Definition 2. takes advantage of the fact that metric spaces are first countable: for every $x$ in a metric space $X$, there is a countable collection $(U_{x,n})_{n\in\Bbb N}$ of neighborhoods of $x$ such that any neighborhood $V$ of $x$ contains some $U_{x,n}$. Such a collection is called a (countable) neighborhood basis at $x$. The sequences $\varepsilon_n$ and $\delta_n$ give countable neighborhood bases for $f(x)$ and $x$ respectively:

• $U_{x,n} = I_{x,\delta_n}$,
• $U_{f(x),n} = I_{f(x),\varepsilon_n}$.

This form is even more amenable to computation. Suppose the sequence $(\varepsilon_n)$ is given effectively: there is a procedure which on input $n$ produces a rational $\varepsilon_n$. For many $f$ we can devise another procedure which on inputs $n$ and $(\varepsilon_i)_{i\le n}$ produces $\delta_n$. (Think of the expressions which arise in analysis proofs that establish continuity of specific functions, e.g. "take $\delta = \sqrt 2 \varepsilon/K$".) In general, computable $f$ aren't just continuous at a point, and we may even be able to give a procedure that computes a modulus of continuity for $f$.

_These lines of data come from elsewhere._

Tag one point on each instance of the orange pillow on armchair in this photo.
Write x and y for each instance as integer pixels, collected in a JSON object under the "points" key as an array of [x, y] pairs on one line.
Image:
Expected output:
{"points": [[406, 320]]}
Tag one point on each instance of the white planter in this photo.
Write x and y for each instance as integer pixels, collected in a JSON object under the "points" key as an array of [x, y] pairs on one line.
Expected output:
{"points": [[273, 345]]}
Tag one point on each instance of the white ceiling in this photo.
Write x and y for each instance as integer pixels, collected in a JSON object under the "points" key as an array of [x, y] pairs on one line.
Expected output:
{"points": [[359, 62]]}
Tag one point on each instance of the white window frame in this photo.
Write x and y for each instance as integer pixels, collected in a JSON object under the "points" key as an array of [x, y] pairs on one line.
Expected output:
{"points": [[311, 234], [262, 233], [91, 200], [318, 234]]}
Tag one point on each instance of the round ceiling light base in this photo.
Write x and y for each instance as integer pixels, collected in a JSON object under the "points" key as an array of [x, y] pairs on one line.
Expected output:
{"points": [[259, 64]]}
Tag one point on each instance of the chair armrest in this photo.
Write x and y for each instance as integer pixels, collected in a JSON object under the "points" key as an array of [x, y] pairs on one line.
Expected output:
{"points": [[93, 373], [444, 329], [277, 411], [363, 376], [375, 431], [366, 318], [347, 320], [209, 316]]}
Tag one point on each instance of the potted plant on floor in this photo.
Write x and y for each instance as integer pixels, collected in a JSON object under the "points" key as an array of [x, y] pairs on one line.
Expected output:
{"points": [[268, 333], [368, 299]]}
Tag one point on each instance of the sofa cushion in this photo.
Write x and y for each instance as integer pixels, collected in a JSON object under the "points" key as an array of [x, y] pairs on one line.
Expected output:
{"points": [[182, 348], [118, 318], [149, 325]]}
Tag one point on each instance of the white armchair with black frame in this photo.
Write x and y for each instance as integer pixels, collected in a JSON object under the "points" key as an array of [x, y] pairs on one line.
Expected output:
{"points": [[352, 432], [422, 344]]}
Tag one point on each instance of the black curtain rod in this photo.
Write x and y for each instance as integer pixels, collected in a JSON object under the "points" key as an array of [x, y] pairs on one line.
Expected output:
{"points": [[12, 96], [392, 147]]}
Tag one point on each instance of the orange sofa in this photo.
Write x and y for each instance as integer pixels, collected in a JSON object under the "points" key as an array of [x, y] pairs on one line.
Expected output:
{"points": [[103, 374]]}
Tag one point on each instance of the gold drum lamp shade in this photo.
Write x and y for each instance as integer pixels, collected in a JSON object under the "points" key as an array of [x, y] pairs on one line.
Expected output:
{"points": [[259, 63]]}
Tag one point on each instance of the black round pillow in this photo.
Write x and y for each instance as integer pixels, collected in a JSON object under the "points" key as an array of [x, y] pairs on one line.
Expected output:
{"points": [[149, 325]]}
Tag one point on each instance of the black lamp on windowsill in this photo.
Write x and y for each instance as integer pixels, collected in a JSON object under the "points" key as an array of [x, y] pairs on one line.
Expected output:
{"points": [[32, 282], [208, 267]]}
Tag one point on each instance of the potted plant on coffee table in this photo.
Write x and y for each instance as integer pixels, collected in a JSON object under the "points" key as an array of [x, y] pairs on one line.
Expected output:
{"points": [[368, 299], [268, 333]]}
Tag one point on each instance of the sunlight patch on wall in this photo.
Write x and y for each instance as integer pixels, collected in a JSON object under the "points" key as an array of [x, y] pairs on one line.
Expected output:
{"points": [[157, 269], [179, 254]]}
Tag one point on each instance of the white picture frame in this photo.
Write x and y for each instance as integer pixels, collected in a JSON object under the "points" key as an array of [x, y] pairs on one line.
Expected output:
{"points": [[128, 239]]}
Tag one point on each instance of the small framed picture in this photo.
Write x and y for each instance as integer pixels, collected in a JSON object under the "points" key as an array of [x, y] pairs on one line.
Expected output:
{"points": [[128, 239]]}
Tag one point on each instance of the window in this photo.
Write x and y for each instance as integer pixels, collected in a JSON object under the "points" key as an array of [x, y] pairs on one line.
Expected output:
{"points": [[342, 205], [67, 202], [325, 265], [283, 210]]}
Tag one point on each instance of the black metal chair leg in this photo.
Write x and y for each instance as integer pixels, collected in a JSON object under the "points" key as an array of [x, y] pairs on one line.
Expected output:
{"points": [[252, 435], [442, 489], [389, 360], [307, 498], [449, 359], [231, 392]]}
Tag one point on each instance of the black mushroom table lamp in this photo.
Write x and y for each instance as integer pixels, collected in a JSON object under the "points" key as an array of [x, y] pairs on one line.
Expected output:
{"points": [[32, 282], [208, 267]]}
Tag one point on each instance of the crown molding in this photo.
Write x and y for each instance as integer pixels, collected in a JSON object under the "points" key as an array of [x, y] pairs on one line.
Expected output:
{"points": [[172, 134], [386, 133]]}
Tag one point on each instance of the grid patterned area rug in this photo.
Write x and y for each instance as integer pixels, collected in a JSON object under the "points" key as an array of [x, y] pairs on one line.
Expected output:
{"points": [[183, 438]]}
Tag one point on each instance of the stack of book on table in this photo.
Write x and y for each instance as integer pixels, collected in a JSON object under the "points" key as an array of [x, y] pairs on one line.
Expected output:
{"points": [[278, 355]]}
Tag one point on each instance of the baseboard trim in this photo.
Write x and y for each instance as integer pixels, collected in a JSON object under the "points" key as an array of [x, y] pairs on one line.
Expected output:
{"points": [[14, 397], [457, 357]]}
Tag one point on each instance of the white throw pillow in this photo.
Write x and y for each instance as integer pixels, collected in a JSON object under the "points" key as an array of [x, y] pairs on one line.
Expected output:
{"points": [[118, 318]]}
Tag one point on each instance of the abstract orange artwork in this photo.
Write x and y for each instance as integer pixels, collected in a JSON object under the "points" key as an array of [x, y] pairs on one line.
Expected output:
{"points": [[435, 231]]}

Finally, there's a third possible definition, in a sense intermediate between Definitions 1. and 2. and also equivalent to them:

$f$ is continuous at $x$ iff for every sequence of positive reals $(\varepsilon_n)_{n\in \Bbb N} \to 0$, there is a sequence of positive reals $(\delta_n)_{n\in \Bbb N}$ such that for all $n$ and for all $y$, if $\lvert y-x\rvert < \delta_n$ then $\lvert f(y)-f(x)\rvert < \varepsilon_n$.

In more general topological spaces, which might not be metric spaces or even first countable, continuity can't be completely characterized by countable sequences. However, it can be characterized with the more general notion of a net. For a great self-contained examination of the limits (so to speak) of sequential convergence and the versatility of nets, see Pete Clark's notes on Convergence.

Answer 4

Definition 2 indeed implies Definition 1,

However:

There is a superfluous requirement in Definition 2. Namely, the requirement the $\delta_n\to 0$ is not needed.

The most important part in the Definition of continuity is the fact that $\varepsilon>0$ can be as small as possible. On the other hand, apart from the fact that $\delta$ depends on $\varepsilon$, the size of $\delta$ is irrelevant.

So, it could be reworded as follows:

Definition 2. The function $f:A\to\mathbb R$ is continuous at $x_0\in A$ if there exist two sequences $\{\varepsilon_n\}_{n\in\mathbb N}$ and $\{\delta_n\}_{n\in\mathbb N}$ of positive numbers, with $\lim_{n\to\infty}\varepsilon_n= 0$, such that, whenever $\,\lvert x-x_0\rvert<\delta_n$, then $\,\lvert\,f(x)-f(x_0)\rvert<\varepsilon_n$.